En su libro Burocracia, Ludwig von Mises anticipa los problemas potenciales de las empresas públicas en la economía de mercado. Escribe:
El deber de la empresa pública es prestar servicios útiles a la comunidad. Pero ¿cómo se definen los servicios útiles y quién decide cuáles son? Los planificadores centrales, los funcionarios y los políticos, con su infinita sabiduría, deciden qué es un servicio útil. Esto es imposible y solamente logra esta realidad que conocemos, una tremenda crisis.
Los defensores de las infraestructuras públicas argumentan que con más dinero (subsidios) se puede mejorar el servicio de transporte público para que sea más fácil de usar y para reducir significativamente las emisiones de gases de efecto invernadero, cuando la gente deje de usar sus autos. Pero obviamente, esto sólo será posible si se inyecta dinero público en el sistema.
La solución está muy clara, las infraestructuras públicas deben privatizarse. Walter Block proporciona una gran introducción al tema de la privatización de carreteras, una cuestión no menor cuando abordamos el factor tiempo, que se vuelve determinante para atender la demanda de los usuarios.

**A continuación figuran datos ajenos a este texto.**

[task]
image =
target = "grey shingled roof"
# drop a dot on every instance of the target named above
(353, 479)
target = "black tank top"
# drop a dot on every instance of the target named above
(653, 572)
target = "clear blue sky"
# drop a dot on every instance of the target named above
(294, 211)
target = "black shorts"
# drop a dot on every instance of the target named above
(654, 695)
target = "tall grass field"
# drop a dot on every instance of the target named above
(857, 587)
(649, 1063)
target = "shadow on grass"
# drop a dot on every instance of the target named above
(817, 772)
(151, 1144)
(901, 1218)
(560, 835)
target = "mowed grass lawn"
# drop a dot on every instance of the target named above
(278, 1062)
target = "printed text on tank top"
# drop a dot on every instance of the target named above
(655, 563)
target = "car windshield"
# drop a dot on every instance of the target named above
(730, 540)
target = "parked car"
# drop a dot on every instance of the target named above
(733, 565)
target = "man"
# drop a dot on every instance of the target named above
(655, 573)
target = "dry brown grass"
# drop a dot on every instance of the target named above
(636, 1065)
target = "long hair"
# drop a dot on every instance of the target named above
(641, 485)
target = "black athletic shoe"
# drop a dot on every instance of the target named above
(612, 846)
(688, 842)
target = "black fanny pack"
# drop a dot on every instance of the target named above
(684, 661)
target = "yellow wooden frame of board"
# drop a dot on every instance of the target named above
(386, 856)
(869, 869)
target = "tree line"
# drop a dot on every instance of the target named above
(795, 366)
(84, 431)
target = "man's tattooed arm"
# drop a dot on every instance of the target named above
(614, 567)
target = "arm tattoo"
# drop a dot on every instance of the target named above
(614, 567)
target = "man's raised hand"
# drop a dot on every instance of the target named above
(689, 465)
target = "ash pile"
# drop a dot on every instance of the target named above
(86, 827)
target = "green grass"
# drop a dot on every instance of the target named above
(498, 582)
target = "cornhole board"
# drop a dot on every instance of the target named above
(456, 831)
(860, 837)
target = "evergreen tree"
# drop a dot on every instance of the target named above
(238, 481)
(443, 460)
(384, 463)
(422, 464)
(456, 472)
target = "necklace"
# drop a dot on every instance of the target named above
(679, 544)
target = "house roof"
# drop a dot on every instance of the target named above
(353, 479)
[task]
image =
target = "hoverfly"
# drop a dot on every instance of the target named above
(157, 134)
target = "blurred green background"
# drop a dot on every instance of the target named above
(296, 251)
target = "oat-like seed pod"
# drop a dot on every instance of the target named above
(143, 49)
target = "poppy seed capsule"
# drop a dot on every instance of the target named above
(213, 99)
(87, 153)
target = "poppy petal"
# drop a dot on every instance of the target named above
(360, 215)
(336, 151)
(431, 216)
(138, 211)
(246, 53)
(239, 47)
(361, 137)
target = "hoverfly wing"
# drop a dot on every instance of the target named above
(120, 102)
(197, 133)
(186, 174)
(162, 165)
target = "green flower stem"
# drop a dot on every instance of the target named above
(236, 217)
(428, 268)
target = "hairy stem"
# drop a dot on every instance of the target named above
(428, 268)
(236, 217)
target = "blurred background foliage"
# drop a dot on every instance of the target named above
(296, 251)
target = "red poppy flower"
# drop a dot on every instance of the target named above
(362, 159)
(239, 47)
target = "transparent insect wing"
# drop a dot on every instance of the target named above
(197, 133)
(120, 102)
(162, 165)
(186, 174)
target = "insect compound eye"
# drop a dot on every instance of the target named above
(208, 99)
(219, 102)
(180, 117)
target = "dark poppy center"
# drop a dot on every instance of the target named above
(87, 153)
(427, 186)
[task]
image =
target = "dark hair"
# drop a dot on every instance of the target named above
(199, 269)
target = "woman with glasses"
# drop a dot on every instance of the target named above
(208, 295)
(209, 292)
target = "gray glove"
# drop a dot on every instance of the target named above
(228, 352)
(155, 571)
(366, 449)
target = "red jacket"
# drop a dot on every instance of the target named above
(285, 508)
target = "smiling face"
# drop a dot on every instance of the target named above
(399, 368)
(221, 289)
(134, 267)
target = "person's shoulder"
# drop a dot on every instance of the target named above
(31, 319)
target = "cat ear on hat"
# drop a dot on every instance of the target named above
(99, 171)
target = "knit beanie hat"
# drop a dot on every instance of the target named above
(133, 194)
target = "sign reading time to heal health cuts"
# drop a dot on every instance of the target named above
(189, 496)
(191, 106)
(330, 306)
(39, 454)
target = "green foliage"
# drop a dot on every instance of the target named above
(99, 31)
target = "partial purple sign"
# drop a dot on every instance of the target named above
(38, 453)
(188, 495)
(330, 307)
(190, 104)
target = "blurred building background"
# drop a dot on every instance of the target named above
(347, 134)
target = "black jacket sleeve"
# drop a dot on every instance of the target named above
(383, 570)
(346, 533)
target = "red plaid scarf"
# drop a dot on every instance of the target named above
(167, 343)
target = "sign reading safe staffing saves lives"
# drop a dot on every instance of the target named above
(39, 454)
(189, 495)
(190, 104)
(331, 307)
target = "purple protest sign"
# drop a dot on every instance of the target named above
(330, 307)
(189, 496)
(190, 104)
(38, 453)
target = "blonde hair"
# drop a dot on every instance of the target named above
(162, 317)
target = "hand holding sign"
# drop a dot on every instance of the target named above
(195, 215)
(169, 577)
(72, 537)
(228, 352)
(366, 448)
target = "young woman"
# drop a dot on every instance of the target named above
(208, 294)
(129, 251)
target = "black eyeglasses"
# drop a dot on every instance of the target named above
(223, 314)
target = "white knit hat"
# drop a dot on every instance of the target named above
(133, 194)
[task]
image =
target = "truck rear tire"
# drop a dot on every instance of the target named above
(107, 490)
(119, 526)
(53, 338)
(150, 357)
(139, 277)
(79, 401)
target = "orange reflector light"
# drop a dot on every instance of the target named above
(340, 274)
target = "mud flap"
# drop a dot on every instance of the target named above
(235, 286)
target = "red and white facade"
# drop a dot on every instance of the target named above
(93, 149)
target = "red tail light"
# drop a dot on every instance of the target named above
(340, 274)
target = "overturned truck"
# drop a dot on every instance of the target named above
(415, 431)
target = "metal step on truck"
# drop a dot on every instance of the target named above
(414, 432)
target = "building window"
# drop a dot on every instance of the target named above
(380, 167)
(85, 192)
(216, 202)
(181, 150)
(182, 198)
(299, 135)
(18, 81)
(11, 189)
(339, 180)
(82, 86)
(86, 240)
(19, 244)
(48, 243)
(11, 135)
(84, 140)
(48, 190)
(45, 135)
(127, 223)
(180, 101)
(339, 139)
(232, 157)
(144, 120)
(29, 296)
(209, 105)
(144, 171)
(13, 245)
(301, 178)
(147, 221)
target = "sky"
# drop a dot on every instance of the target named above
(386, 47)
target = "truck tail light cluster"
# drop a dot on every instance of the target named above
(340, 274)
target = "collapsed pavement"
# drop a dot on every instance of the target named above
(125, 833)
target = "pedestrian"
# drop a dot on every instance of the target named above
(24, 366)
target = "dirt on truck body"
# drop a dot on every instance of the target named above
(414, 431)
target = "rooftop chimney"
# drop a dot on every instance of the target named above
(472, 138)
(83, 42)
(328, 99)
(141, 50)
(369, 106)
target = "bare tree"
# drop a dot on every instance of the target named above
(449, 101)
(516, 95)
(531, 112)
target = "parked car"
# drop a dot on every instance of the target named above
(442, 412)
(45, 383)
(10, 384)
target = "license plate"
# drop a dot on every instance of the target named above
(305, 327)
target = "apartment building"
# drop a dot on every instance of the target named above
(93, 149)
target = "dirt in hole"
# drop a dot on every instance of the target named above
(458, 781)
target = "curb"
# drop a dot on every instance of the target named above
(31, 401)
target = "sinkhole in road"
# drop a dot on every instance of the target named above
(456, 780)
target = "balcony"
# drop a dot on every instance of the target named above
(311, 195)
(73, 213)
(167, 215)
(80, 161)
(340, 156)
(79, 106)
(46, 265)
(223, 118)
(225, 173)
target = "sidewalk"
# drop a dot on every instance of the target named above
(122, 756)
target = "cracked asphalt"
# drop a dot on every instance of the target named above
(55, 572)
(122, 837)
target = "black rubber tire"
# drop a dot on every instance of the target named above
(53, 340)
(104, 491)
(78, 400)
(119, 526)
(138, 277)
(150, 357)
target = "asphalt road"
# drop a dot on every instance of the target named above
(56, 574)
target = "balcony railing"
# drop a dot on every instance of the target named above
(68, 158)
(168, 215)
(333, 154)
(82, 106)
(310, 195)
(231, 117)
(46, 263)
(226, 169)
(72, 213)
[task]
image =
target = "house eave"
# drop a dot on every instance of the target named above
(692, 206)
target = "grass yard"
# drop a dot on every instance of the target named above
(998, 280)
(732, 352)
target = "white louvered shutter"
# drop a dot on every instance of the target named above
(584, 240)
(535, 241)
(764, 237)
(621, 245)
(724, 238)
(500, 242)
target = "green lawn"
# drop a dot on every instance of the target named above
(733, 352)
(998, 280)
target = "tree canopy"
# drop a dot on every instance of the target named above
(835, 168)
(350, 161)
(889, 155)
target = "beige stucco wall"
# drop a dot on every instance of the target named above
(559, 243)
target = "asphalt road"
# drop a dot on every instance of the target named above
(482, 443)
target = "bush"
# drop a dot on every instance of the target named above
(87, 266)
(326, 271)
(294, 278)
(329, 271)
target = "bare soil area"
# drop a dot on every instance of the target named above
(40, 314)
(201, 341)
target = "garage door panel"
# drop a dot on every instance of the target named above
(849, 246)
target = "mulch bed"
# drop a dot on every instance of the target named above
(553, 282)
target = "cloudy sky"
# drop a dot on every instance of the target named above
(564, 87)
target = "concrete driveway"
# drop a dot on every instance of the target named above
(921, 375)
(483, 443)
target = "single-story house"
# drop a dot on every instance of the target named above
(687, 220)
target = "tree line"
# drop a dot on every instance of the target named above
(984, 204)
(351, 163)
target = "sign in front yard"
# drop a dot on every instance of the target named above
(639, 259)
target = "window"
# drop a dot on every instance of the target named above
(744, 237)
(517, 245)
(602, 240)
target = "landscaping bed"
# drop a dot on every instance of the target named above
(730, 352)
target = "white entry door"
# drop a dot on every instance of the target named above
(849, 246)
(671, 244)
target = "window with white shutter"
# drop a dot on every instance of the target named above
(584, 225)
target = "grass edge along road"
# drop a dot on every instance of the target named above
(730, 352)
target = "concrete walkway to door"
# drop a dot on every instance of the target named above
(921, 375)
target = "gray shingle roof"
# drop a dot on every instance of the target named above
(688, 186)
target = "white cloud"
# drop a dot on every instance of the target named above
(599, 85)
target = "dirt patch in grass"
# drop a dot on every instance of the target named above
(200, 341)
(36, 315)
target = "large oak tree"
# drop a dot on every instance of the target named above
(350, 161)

Pero para aterrizar la idea, proponemos una alternativa no tan saludable pero bastante práctica. Las concesiones de itinerarios deben pasar directamente a los municipios, las juntas municipales, como lo están haciendo, deben ser quienes otorguen los permisos, y mediante el asociativismo municipal que se celebra también por otros temas, atender el servicio brindado por los empresarios.
Aun así, el transporte colectivo sigue siendo sinónimo de transporte público, restringiendo los incentivos a la innovación que supone la libre competencia y la posibilidad de quiebra, inexistente cuando cualquier ineficiencia se puede cubrir con más impuestos y más subvenciones. Cuando el servicio es malo, cuando la ruta no existe, cuando los vehículos contaminan, cuando el precio se considera alto o la información sobre las rutas es inexistente, le toca al ciudadano reclamar ante el poder público, siempre con pocas posibilidades de éxito, sin posibilidad de cambiar de proveedor o emprender algo mejor.
Debemos defender la libre celebración de contratos entre particulares, que sean los oferentes y demandantes en competencia los que acuerden qué precios se pagan o no, y repudiar a toda autoridad que coarte dicha libertad. Es el consumidor el que debe decidir qué empresa gana o pierde, ¡no los gobernantes!